Terry McLaurin, Parris Campbell Were Urban Meyer’s Retirement Sounding Board

Terry McLaurin Ohio State Army

There were rumors and speculation over the last five months that this would be Urban Meyer’s last season at Ohio State. Over the two weeks or so prior to the Michigan game, those rumors began to solidify.

Before announcing his retirement three days after winning his third Big Ten Championship, Meyer wanted to talk things over with a pair of team leaders in senior receivers Terry McLaurin and Parris Campbell.

“He actually pulled me and Terry in the previous day before he announced it to the team,” Campbell said. “We just had a real conversation, probably about an hour and a half.”

“To be honest, at first, I didn’t even recognize the number because he may have got a new number on me,” McLaurin said. “But he called me in and he wanted Parris to come by and I didn’t really know what it was about at first. But he sat us down. It was pretty straightforward.

“He went through the things of his health being his first No. 1 concern and when he looks at some of the things that could possibly go on, if he continues at this rate, you don’t want to go through that, especially when he has grandchildren and children and a wife to worry about. He seemed content in his decision. Obviously it was hard leaving the sport he loves; what he’s given his whole life to.”

Meyer was looking for feedback from his players regarding possibly retiring, but also wanted to explain why he was thinking the way he was.

“He asked for our opinions and when he did that, I felt like it was pretty serious,” McLaurin said. “I didn’t think he was going to announce it. I thought he had maybe another year or so. But that next day, he told the team, and me and Parris were looking at each other like, this is for real.

“But first and foremost his health was his biggest concern. He’s always preached to us his family and us, that’s really all he has going in his life. That’s all he cares about and when something like his health is affecting the way he can coach and the way how intense he is, he probably just felt like he couldn’t give it his all anymore and he’s brought this program to where it needs to be. It’s going to be sad to see him go.”

When Meyer told the entire team, things went quiet. There were tears.

Campbell had an idea this was coming, however, and it wasn’t just based on the conversation that he and McLaurin had with Meyer the night before.

“My initial reaction was that I wasn’t really that surprised just because of all the things he’s been through, not just this season but previous seasons with those headaches and all the things he has been dealing with,” he said. “To have a dramatic season like we just had, something like that takes a toll on a person. He was thinking about his children, his grandchildren and being in their lives. I wasn’t that surprised.

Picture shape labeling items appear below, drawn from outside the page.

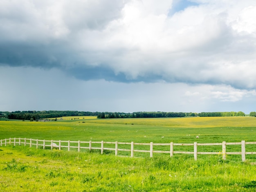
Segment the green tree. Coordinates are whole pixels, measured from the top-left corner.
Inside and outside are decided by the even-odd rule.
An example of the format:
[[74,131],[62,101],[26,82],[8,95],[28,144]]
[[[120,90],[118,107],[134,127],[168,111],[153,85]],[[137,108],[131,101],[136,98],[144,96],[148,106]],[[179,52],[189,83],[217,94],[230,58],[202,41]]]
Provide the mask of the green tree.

“My relationship with Coach Meyer is one of the strongest on the team. I kind of know him like the back of my hand. I know when he’s having off days or he’s not himself. There have been practices where he and I have had conversations about the headaches and all the stuff going on in his head. I could tell him I could just see he was dealing with something, I could just see it in his face, see it in his eyes. Something like that is very serious. As he has mentioned before, it is not like it is your knee or your back or elbow or something. It’s his brain. I just kind of knew that [retiring] might have been a possibility.”

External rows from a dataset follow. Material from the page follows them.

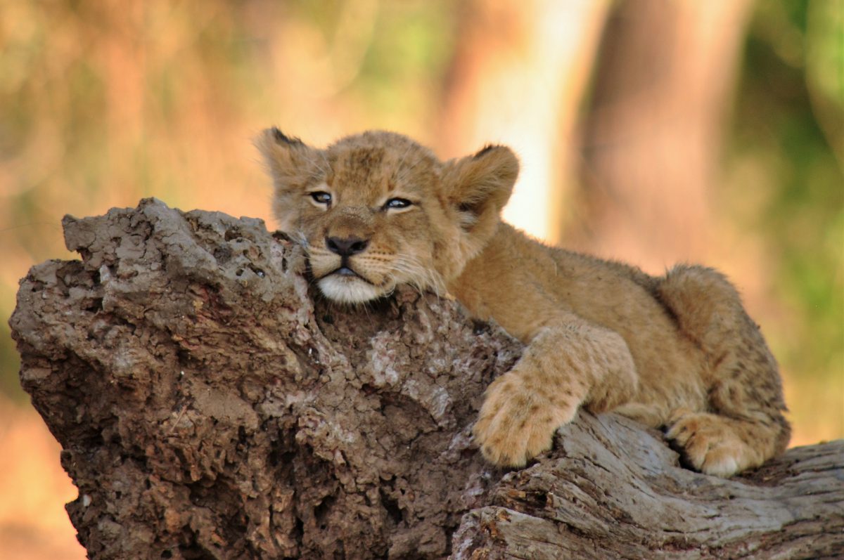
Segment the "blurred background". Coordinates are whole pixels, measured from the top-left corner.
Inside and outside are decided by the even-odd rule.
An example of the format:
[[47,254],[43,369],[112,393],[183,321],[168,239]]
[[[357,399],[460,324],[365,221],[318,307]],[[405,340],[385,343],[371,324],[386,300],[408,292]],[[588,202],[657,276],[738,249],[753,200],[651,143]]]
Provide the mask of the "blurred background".
[[[506,218],[738,286],[793,444],[844,437],[841,0],[0,0],[0,316],[60,220],[156,197],[269,216],[252,138],[511,146]],[[0,556],[82,558],[0,322]]]

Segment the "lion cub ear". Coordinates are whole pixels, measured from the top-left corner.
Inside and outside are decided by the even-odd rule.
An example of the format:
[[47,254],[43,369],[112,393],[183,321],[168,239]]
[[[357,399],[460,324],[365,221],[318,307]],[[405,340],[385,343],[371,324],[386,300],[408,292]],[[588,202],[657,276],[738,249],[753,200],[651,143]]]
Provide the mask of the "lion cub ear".
[[490,145],[446,164],[446,196],[459,213],[464,230],[492,233],[518,175],[519,160],[506,146]]
[[264,157],[276,194],[295,188],[312,172],[317,150],[276,127],[268,128],[255,138],[255,145]]

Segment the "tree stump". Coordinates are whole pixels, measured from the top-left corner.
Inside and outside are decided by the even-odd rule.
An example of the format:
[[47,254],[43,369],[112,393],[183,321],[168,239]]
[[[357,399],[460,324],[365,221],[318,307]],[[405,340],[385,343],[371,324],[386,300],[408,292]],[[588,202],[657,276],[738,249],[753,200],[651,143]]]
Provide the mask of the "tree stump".
[[582,412],[495,469],[470,428],[521,345],[456,302],[337,306],[261,220],[154,199],[64,229],[10,323],[92,558],[844,554],[842,441],[722,480]]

And looking back, Campbell wasn’t surprised that this happened now.

“I know this season took a huge toll on him,” he said. “That added stress plus the stress he already has dealing with those headaches and things of that nature, that was a lot to handle for any human being.”

For both players, it was not lost on them that their head coach would think enough of them to walk through his thought process with them. It was wholly indicative of the relationship that they have with Meyer.

“It meant a lot to me today that he would bring me in there and Parris as well to run our thoughts through his head and see how we were feeling about it,” McLaurin said. “We wouldn’t even be here, but just the type of relationship we have, it means a lot to me. He’s just leaving some things behind, but at the same time, I feel like he’s ready for the next step in his life. He really trusts coach [Ryan] Day. We trust coach Day and I can’t think of a better guy to take over for him. So Ohio State is still in good hands.”

One Response

  1. Very proud of Meyer’s inclusion of McLaurin and Campbell. Thank you, UM.

    And hopeful the meaning is clear to Coach Day. A manager’s value, and often performance as well, matches the trust earned from those they lead.